There shall be no fee for making application for membership in the Corporation. Membership shall be non-assessable by the Corporation except as provided in the Memorandum of Agreement between the American Institute of Marine Underwriters and the Corporation signed 15 March 1984.
A member of the Corporation shall not solely because of such membership be personally liable for the debts, obligations, or liabilities of the Corporation.
Section 1. Nominating Committee.
The President, at least thirty (30) days before the annual meeting of members, shall appoint a nominating committee consisting of three (3) representatives of members of the Corporation. At least ten (10) days before the annual meeting, the nominating committee shall submit a written report to the members setting forth the nomination for directors. In addition to the nominations by the nominating committee, at any meeting of the members of the Corporation when any election is to take place, nominations may be made from the floor for any position then to be filled.
Section 2. Committees.
The Board of Directors shall have the power to appoint standing committees or special committees as deemed necessary.
The annual meeting of the members of the Corporation for the election of directors and for the transaction of such other business as may be brought before it shall be held each year on a date approximately three (3) weeks prior to the annual meeting of the American Institute of Marine Underwriters and at a time and location to be designated by the Directors. The Secretary shall give at least one (1) month prior notice of the time and place set for the annual meeting and shall send such notice to the office of each member.

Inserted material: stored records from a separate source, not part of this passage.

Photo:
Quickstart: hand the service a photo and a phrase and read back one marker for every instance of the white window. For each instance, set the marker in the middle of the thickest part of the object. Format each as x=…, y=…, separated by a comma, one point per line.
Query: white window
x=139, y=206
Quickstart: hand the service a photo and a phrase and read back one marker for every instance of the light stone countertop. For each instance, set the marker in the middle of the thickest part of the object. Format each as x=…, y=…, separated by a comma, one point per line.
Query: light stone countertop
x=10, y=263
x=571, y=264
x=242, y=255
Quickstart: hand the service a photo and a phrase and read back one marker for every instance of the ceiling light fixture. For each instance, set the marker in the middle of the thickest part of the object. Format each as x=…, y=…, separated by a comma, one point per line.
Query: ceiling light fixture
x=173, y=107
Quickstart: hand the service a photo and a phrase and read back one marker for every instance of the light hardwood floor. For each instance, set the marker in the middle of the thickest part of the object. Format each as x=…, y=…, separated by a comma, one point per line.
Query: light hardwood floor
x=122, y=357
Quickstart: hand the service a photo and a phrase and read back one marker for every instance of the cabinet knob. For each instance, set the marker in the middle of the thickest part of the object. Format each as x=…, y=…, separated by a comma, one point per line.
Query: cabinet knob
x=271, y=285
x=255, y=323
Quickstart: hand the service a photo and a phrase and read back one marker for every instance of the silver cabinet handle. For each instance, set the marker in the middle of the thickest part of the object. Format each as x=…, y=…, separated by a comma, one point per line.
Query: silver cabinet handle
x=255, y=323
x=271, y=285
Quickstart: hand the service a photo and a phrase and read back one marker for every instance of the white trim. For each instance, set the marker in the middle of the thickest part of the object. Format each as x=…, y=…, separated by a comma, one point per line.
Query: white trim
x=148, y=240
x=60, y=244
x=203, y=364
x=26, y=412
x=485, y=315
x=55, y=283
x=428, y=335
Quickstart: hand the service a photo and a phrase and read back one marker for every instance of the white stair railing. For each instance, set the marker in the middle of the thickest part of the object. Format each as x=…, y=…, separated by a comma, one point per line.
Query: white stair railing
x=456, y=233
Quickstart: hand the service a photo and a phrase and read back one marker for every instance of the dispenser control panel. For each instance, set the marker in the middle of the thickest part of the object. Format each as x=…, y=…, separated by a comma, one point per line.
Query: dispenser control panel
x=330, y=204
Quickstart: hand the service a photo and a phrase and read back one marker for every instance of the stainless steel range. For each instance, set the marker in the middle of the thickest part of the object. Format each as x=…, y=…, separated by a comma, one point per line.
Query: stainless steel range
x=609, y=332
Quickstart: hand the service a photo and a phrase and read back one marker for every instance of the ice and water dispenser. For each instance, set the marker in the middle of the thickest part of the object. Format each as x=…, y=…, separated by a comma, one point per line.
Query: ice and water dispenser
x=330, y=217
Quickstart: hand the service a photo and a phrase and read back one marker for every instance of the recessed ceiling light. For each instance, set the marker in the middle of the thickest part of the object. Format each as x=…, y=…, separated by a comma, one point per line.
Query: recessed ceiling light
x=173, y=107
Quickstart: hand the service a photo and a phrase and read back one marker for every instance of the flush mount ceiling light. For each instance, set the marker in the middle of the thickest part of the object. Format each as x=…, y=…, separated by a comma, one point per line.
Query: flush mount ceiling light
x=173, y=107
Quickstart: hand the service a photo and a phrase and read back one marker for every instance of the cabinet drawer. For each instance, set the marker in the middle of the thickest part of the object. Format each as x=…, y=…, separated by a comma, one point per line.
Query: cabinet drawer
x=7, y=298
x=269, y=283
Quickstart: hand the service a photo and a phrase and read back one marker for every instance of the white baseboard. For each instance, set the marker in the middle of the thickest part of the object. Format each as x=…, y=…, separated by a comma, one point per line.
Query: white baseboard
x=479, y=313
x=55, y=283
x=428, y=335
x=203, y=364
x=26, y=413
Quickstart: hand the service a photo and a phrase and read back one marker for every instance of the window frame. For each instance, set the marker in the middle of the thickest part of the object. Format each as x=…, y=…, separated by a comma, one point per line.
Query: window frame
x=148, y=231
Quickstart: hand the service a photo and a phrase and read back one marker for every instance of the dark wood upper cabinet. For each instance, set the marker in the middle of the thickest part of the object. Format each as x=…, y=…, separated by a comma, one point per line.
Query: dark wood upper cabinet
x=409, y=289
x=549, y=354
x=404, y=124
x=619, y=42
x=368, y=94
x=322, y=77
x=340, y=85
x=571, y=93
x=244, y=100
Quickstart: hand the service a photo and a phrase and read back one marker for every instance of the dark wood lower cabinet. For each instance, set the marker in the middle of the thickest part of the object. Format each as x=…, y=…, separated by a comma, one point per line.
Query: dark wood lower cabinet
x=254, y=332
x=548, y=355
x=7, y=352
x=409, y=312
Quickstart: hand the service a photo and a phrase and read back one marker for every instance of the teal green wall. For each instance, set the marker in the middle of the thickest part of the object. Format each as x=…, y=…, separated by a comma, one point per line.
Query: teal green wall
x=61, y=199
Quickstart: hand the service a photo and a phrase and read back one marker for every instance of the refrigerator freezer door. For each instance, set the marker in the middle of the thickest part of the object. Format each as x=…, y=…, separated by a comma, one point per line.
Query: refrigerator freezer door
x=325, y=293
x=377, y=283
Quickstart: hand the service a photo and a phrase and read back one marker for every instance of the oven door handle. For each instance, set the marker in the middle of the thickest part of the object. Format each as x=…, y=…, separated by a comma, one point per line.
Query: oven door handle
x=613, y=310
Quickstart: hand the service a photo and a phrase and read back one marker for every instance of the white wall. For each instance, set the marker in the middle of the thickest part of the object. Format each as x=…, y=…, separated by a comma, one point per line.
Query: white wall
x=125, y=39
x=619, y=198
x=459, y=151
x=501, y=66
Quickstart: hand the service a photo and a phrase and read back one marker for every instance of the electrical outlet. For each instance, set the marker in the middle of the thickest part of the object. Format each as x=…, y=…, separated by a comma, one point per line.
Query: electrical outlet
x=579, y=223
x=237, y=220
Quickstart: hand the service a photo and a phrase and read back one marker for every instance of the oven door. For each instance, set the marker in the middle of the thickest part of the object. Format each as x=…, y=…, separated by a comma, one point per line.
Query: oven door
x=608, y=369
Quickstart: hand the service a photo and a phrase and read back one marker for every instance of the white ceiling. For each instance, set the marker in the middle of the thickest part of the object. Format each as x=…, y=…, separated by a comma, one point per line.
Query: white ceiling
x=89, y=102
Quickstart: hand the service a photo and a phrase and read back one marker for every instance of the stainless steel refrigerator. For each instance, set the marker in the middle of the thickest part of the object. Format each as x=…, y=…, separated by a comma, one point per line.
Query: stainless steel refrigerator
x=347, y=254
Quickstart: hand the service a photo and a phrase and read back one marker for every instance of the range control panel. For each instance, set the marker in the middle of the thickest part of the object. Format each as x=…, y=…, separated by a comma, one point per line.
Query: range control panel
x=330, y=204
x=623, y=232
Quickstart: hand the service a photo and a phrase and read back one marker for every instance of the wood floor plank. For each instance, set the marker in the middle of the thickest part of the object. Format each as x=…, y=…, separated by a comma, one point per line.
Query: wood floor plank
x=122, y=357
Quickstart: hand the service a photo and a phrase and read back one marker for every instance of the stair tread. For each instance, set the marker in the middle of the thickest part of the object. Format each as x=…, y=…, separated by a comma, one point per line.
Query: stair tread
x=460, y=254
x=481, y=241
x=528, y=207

Special meetings of the members may be called at any time by the President and must be called by the President upon the written request of any five (5) members of the Corporation.
Any member or representative of a member may represent an absent member by written proxy, but only one proxy be held by any one member or representative of one member.

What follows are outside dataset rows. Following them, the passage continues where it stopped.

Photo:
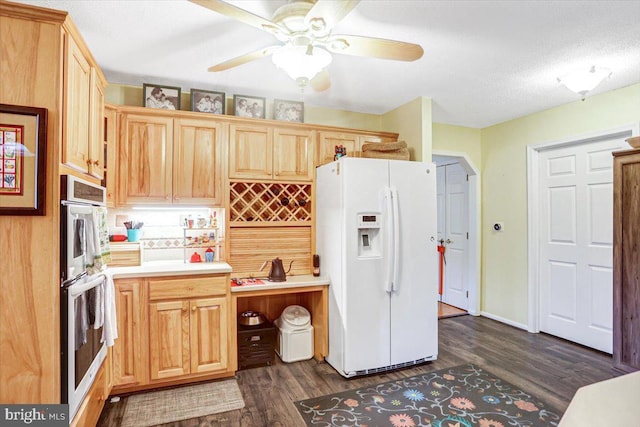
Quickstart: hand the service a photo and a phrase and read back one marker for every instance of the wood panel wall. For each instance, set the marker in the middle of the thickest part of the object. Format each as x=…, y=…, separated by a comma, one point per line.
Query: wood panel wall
x=31, y=70
x=249, y=247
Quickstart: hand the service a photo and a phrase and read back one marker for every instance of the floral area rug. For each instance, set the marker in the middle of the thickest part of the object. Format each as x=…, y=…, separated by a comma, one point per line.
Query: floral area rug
x=463, y=396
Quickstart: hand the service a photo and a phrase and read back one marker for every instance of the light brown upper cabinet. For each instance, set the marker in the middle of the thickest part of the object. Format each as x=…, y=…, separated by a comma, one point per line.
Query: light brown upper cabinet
x=197, y=156
x=327, y=141
x=293, y=154
x=145, y=159
x=111, y=161
x=268, y=152
x=84, y=104
x=165, y=160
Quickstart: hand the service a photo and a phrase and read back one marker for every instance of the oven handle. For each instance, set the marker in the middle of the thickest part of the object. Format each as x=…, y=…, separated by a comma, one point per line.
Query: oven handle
x=79, y=289
x=73, y=280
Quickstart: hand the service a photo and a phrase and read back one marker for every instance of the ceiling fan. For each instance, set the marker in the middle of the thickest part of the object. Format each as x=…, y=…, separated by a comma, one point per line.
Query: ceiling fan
x=304, y=29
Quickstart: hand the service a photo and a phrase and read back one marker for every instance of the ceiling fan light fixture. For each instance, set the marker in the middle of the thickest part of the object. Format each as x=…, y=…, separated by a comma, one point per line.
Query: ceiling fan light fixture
x=300, y=63
x=584, y=80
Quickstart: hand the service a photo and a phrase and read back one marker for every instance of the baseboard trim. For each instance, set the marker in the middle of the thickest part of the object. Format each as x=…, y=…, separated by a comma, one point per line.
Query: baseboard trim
x=503, y=320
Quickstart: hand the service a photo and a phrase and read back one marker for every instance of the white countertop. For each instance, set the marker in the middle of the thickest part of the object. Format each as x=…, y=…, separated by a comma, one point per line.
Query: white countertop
x=612, y=402
x=291, y=282
x=170, y=268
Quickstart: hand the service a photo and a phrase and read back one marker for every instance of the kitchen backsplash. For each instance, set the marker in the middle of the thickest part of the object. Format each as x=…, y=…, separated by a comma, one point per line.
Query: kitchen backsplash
x=162, y=236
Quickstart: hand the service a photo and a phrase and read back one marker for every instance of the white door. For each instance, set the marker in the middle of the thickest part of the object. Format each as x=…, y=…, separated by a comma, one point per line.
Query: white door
x=414, y=300
x=452, y=231
x=576, y=237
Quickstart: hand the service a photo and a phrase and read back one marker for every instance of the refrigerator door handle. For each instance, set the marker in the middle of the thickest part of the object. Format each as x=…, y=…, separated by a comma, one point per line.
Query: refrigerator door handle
x=396, y=239
x=390, y=237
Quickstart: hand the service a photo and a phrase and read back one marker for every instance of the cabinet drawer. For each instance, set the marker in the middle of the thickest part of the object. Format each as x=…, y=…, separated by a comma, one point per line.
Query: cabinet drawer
x=187, y=287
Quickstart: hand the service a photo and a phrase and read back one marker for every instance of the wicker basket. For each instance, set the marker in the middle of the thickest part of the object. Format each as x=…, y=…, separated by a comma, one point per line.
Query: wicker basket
x=401, y=154
x=385, y=146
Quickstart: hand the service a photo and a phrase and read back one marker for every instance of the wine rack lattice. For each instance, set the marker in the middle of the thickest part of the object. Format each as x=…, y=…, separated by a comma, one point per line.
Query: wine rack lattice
x=269, y=202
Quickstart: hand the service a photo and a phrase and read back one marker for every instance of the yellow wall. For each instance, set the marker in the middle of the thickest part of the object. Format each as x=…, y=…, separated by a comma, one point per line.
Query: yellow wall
x=504, y=187
x=458, y=139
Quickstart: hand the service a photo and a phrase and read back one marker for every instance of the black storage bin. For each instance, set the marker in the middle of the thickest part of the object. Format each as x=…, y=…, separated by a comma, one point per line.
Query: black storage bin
x=256, y=345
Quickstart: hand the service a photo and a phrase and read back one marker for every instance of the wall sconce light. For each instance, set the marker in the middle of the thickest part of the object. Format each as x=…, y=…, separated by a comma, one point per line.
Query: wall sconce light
x=583, y=81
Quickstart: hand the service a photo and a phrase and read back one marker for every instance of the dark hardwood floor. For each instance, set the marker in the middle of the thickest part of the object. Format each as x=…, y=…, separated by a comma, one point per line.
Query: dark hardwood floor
x=547, y=367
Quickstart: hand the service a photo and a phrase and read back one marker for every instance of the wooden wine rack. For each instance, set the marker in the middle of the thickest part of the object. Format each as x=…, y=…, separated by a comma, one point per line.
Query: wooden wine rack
x=261, y=203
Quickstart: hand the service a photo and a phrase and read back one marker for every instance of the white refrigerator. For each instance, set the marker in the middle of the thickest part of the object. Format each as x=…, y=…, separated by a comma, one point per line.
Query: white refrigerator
x=376, y=231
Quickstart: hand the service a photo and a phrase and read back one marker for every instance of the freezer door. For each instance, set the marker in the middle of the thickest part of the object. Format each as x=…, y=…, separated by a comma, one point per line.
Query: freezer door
x=414, y=310
x=367, y=304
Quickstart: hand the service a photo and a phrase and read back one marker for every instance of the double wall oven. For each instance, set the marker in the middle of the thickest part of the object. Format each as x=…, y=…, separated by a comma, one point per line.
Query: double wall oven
x=82, y=289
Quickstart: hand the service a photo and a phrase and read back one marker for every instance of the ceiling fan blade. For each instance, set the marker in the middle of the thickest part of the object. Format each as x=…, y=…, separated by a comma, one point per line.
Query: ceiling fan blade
x=321, y=81
x=236, y=13
x=243, y=59
x=325, y=14
x=375, y=48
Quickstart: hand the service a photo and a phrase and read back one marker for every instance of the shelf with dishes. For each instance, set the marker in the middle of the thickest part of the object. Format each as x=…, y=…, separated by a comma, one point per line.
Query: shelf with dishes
x=202, y=244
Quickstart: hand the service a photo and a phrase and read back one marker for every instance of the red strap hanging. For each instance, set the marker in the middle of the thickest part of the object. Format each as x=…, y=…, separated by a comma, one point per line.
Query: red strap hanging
x=441, y=250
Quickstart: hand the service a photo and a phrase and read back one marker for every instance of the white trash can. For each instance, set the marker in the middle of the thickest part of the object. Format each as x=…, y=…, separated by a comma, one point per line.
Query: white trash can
x=294, y=341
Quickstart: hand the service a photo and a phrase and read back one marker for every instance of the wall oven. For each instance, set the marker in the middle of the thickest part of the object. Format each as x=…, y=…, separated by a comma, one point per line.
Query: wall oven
x=82, y=285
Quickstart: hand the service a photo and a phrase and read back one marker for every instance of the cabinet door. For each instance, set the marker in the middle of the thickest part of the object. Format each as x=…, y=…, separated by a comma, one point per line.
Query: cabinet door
x=169, y=339
x=96, y=127
x=250, y=152
x=145, y=159
x=327, y=142
x=129, y=361
x=111, y=160
x=197, y=162
x=75, y=148
x=293, y=154
x=208, y=335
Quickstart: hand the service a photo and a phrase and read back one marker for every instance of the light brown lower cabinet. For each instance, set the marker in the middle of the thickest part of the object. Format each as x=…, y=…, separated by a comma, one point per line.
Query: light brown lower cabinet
x=129, y=364
x=187, y=337
x=172, y=330
x=91, y=407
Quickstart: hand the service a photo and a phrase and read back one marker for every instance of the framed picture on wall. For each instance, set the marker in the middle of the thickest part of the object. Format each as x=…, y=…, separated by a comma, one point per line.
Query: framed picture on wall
x=23, y=155
x=289, y=111
x=159, y=96
x=248, y=106
x=206, y=101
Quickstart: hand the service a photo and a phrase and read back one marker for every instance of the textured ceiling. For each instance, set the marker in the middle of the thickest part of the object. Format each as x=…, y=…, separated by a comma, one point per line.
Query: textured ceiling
x=484, y=62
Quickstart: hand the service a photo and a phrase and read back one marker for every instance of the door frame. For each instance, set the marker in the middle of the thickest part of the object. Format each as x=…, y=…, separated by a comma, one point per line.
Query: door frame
x=474, y=205
x=533, y=211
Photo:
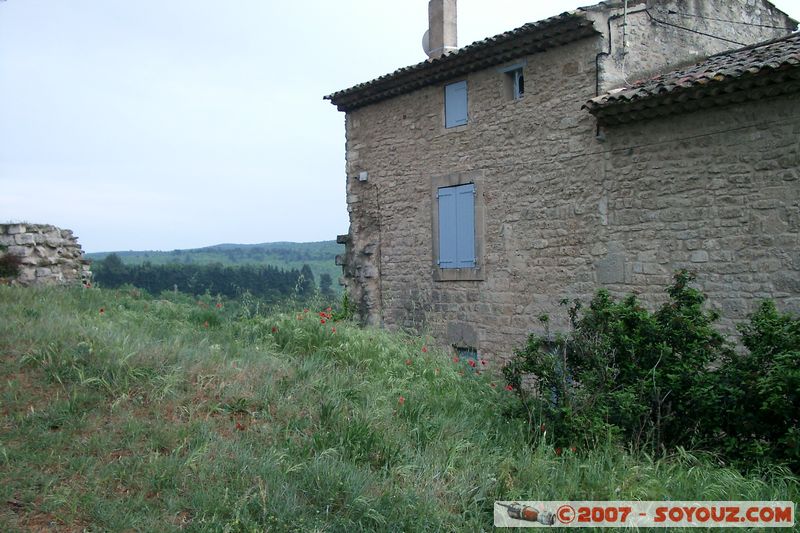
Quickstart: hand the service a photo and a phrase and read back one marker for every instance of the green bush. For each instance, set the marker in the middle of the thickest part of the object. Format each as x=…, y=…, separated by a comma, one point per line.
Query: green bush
x=760, y=391
x=657, y=381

The order of business at all stated meetings of the Corporation shall be as follows:
These By-Laws may only be amended by a majority vote of the members of the Corporation. Any member may offer an amendment, and any such amendment must be submitted to the Secretary of the Corporation at least ten (10) days prior to the meeting at which it is to be considered, and written notice of the proposal of such amendment must be given by the Secretary to each member at least seven (7) days before the meeting.

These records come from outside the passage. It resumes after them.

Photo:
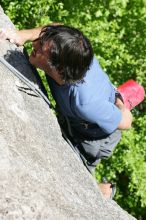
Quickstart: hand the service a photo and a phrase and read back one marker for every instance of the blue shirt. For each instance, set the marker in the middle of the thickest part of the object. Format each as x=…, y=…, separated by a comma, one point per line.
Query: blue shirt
x=91, y=100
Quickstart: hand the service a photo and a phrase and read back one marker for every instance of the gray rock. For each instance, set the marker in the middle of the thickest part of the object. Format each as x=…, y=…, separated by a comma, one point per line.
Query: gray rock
x=41, y=177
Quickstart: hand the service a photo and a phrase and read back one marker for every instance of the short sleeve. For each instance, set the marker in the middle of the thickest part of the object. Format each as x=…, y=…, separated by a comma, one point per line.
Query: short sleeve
x=104, y=113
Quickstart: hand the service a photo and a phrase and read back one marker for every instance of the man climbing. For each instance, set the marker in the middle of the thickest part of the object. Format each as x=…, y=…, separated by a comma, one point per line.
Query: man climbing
x=90, y=111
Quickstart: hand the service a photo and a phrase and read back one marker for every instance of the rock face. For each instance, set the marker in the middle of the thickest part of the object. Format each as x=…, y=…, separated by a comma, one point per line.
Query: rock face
x=40, y=175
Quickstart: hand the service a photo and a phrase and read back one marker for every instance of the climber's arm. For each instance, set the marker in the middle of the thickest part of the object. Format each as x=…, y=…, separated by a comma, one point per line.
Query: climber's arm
x=20, y=37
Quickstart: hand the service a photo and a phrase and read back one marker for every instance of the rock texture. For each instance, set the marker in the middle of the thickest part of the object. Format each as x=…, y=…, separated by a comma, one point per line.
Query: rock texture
x=40, y=175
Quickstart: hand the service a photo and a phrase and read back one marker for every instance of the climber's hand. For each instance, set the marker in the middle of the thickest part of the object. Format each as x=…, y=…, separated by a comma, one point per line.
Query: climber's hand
x=14, y=36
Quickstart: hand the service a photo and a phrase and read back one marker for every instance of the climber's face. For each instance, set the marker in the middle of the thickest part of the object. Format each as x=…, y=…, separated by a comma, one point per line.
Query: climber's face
x=39, y=56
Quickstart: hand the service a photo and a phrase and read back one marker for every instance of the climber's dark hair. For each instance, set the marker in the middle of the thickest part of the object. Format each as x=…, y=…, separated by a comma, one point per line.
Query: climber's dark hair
x=70, y=52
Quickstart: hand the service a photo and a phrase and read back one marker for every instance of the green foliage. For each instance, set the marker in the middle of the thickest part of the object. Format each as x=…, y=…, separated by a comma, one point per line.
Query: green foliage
x=116, y=29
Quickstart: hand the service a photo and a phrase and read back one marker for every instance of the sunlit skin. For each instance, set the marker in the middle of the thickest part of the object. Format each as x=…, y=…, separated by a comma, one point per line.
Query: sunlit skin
x=39, y=58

Each person serving on the Board of Directors or on any committee of the Corporation, each member of the Corporation and each Officer and employee of the Corporation shall be indemnified and held harmless by the Corporation from and against any and all liabilities, claims, demands, judgments and actions or causes of action asserted by or for any person (including costs and reasonable attorneys’ fees incurred in defending against such liabilities, claims, demands, losses, damages, judgments, and actions of causes of action) growing out of the work performed or to be performed by any such person, member, officer or employee in their capacity as such, whether or not such person continues to serve in such capacity, whether or not the same be found to be valid and whether or not arising out of or resulting from any negligence or fault on the part of said person, member, officer or employee, except, however, in relation to matters as to which said person, member, officer or employee shall be adjudged to have been liable or responsible by reason of willful misconduct in the performance of such person’s duties in such capacity. The rights of indemnification herein provided shall not be exclusive of other rights to which any such person serving on the Board of Directors of on any rights to which any such person serving on the Board of Directors of on any committee, any member, officer or employee may be entitled as a matter of law.
No members of the Corporation, or their representatives, shall receive compensation of any kind for attending any meeting of the Corporation or of the Board of Directors or of any Committee, unless otherwise authorized by these By-Laws.